Neochlamisus is a genus of leaf beetles in the tribe Fulcidacini (the warty leaf beetles). They are members of the case-bearing leaf beetle group, the Camptosomata. Measuring 3–4 millimeters in length as adults, they are cryptic, superficially resembling caterpillar frass. Seventeen, sometimes 18 species are presently accepted in this genus, all of them occurring in North America (including Mexico; some were previously in the genus Chlamisus).

==Life history==
In the spring, female Neochlamisus lay eggs singly on the leaves or stems of their host plant and then form a case of fecal material around each. The larvae remain on the natal host plant and add to and enlarge their fecal cases as they grow.

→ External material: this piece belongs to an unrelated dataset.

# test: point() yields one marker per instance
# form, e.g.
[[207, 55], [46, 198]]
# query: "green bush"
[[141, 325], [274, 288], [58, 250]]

Case enlargement in Neochlamisus is an elaborate process that larvae perform regularly until the case is sealed to the substrate prior to pupation. During this stage of the life cycle, beetles are immobile and are particularly vulnerable to predation. After about twenty days the newly hardened adult cuts a clean circle around the apex of the case, lifts this cap, and flies off to feed and mate. Neochlamisus adults feed and mate on the larval host plant species.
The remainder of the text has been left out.